Pernyataan tersebut muncul sebagai tanggapan atas dugaan bunuh diri seorang dokter PPDS di Universitas Diponegoro, Semarang, yang diduga menjadi korban perundungan oleh seniornya. Kasus ini memicu perhatian luas terkait tekanan yang dialami oleh peserta PPDS.
Muhadjir mengakui bahwa praktik senioritas dalam profesi dokter sulit dihindari karena terkait dengan proses uji kompetensi yang melibatkan dokter senior. Namun, ia menekankan pentingnya penegakan etika dan norma dalam menjalankan profesi tersebut.

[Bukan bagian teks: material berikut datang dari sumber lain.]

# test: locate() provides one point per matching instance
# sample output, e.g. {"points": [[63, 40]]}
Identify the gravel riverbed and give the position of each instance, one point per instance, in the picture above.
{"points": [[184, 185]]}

“Setiap profesi, termasuk kedokteran, memerlukan struktur hierarki dan senioritas. Namun, harus ada etika dan norma yang ditegakkan dengan baik,” tegas Muhadjir.
Lebih lanjut, pemerintah telah meluncurkan Program Pendidikan Dokter Spesialis (PPDS) berbasis rumah sakit yang bertujuan untuk mempercepat proses pendidikan dan memperluas kesempatan bagi dokter yang ingin menjadi spesialis. Langkah ini diharapkan dapat mengurangi beban stres yang dialami peserta PPDS.
“Dengan adanya program ini, kita berharap dapat mempercepat pendidikan spesialis dan membuka lebih banyak peluang, sehingga beban stres pada mereka yang menjalani pendidikan spesialis dapat berkurang,” tambahnya.
Insiden ini menyoroti kebutuhan akan pengawasan yang lebih ketat dan penegakan etika yang lebih kuat dalam pendidikan medis, agar tidak ada lagi kasus serupa yang terulang.